Ody is in invite-only beta, and a nudge really is the ceiling of what it does on its own. If incident response on your team still means trusting a six-month-old doc at the worst possible hour, book a demo or join the waitlist and we will show you the Runbooks module on a real procedure.
Common questions
What is an incident response runbook?
An incident response runbook is a step-by-step guide for a specific type of incident - stating what triggered it, which service is affected, what actions to take in order, when to escalate, and who to contact. A good runbook gets a responder from alert to resolution without relying on memory or tribal knowledge.

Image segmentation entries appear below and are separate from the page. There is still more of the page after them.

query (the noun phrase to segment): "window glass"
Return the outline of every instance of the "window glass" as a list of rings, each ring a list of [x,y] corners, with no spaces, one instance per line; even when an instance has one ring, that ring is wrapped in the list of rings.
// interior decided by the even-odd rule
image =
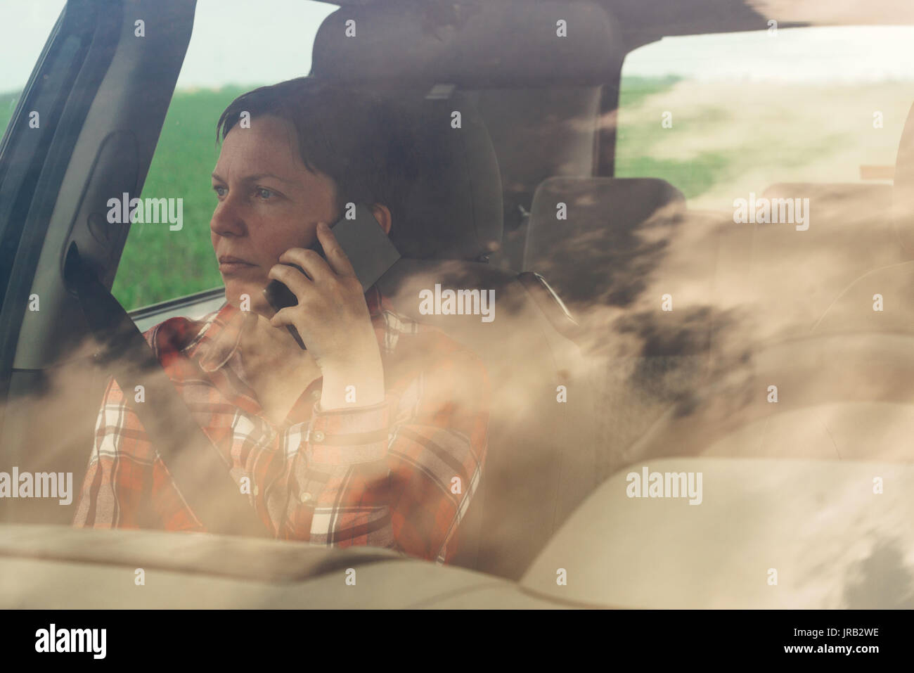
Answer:
[[[616,175],[731,209],[775,182],[890,182],[914,101],[910,27],[666,37],[622,69]]]
[[[264,20],[251,20],[247,2],[197,4],[194,34],[141,195],[143,203],[175,199],[175,216],[180,198],[180,229],[170,220],[131,226],[112,290],[128,311],[222,285],[209,240],[216,121],[239,94],[307,75],[317,28],[338,7],[283,0],[270,8]],[[271,16],[282,20],[265,20]]]
[[[0,26],[16,27],[5,31],[0,42],[0,136],[65,4],[64,0],[0,3]]]

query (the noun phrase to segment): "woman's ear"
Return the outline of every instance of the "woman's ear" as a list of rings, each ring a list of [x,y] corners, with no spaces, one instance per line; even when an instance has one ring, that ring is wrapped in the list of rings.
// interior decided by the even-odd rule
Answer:
[[[377,223],[381,225],[381,229],[384,230],[384,233],[390,234],[390,210],[387,206],[381,203],[376,203],[371,207],[371,214],[375,216],[375,219]]]

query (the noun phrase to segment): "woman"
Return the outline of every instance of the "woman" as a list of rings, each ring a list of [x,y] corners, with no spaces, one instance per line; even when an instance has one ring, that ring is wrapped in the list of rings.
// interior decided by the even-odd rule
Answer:
[[[240,96],[218,129],[226,304],[155,326],[150,346],[272,534],[449,561],[485,457],[484,369],[377,287],[363,294],[328,226],[365,203],[395,243],[409,236],[409,140],[379,101],[308,78]],[[298,304],[274,315],[271,280]],[[204,529],[114,380],[74,525]]]

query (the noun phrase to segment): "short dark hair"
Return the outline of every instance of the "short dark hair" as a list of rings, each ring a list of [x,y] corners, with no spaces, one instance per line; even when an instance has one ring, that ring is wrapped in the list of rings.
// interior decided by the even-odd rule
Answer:
[[[271,114],[291,123],[304,166],[336,184],[337,213],[350,201],[384,204],[393,222],[391,240],[406,243],[405,202],[418,168],[405,110],[376,93],[300,77],[232,101],[216,124],[217,143],[242,112],[251,119]]]

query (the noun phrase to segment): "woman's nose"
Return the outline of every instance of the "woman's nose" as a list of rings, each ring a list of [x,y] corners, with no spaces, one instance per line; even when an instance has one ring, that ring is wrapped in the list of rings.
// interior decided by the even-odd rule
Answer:
[[[243,218],[228,198],[217,204],[209,229],[219,236],[242,236],[246,230]]]

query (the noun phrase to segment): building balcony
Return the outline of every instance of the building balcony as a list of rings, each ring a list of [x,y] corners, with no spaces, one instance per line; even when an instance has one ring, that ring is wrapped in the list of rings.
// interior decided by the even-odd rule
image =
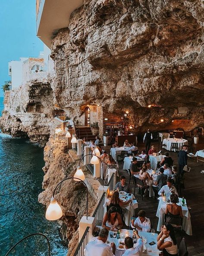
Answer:
[[[36,0],[37,36],[49,48],[60,29],[67,27],[72,13],[83,0]]]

Why do incident response runbooks go stale?
Because they are stored separately from the work that should update them. Post-mortems live in Google Docs, decisions live in Slack, and nobody has a structured reason to go back and edit the runbook after an incident closes. The update is manual and discretionary, so it mostly does not happen.
How can AI agents use incident response runbooks?
With MCP (Model Context Protocol), a coding agent like Claude Code or Cursor can pull the current runbook and the recent decisions that bear on a service directly from the team knowledge graph, without leaving the editor. The agent surfaces context; a human still makes the call. No autonomous actions on production.
What makes a runbook self-sharpening?
A runbook sharpens when it is updated by the engineers who just ran the incident, in the same session, before they close it. Each incident contributes a small correction - a step added, a command fixed, a threshold updated. Over ten runs, the runbook reflects what the team actually learned rather than what someone expected when they first wrote it.